No indication has been made in either capital as to what functionaries would be appointed as ambassadors of their respective governments. The current chiefs of the interests sections, Jeffrey DeLaurentis and José Ramón Cabañas Rodríguez, could serve as interim ambassadors.

In a statement published Wednesday in the daily Granma, the Revolutionary Government cited certain conditions for normalization of relations.

“There can be no normal relations between Cuba and the United States while the rigorously applied economic, commercial and financial blockade continues,” the statement said.

(Left to right) Jeffrey DeLaurentis, Roberta Jacobson and Josefina Vidal.
(Left to right) Jeffrey DeLaurentis, Roberta Jacobson and Josefina Vidal.

“To achieve normalization, it will also be essential that the territory illegally occupied by the [U.S.] Naval Base in Guantánamo be returned, that the radio and television transmissions to Cuba that violate international norms and are harmful to our sovereignty policies be terminated, that programs aimed at promoting internal subversion and destabilization be eliminated, and that the Cuban people be compensated for the human and economic damages caused by the policies of the United States.”

[The full text of that statement, translated into English by Progreso Weekly, can be read by clicking here.]

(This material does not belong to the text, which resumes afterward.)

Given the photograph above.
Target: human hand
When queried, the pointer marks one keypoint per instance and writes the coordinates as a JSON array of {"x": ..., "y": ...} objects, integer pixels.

Obama and Castro announced the plan to resume relations on Dec. 17, 2014, after months of secret negotiations. Both met face to face in Panama in April during the Summit of the Americas and shook hands cordially.

“We are willing to discuss everything, but we need to be patient, very patient,” Castro reportedly said at the time.

Negotiators for both countries have met four times to iron out details of an accord. De Laurentis has been present at all the meetings, which have been led by Assistant Secretary of State Roberta Jacobson for the United States and Josefina Vidal, head of the Foreign Ministry’s North American desk, for Cuba.

Brazilian President Dilma Rousseff, currently visiting Washington, referred to the historic decision at a White House press conference Tuesday evening.

Brazilian President Dilma Rousseff during visit with President Obama.
Brazilian President Dilma Rousseff during visit with President Obama.

“In conclusion,” she said, “may I refer to the importance for Latin America of the recent decision made by President Obama and by President Raúl Castro, even with the partnership with Pope Francis, to the effect of opening up relations with — or resuming relations with — Cuba, a very decisive milestone and point in time in U.S. relations with Latin America. It is really about putting an end to the lingering vestiges of the Cold War. And it ultimately elevates the level of the relations between the U.S. and the entire region.

“May I acknowledge the importance of that gesture to all of Latin America and also to world peace at large. It is an important example of relations to be followed.”

In Beijing on Wednesday, a Foreign Ministry spokeswoman said that his nation “welcomes and supports” the new developments. “The resumption of Cuba-U.S. diplomatic ties is conducive to the common interests of the two countries and their people,” said Hua Chunying.

“China hopes the U.S. will lift its blockade and sanctions against Cuba as soon as possible and develop normal relations with Cuba on the basis of mutual respect, equality and mutual benefit,” she added.

Sarah Stephens, executive director of the Center for Democracy in the Americas, called it “a moment we have been working toward for many years. The restoration of diplomatic relations between our countries is a major achievement that will help to heal decades of mistrust and will open opportunities for the U.S. and Cuba to collaborate on issues of mutual interest like immigration, environmental conservation, and regional trade.

“We applaud the tireless work of Cuban and U.S. diplomats, policymakers, academics, and activists who have helped make this possible,” Stephens continued. “We are ready to work with all our allies to defend these positive steps initiated by President Obama and to move forward with removing the embargo once and for all.”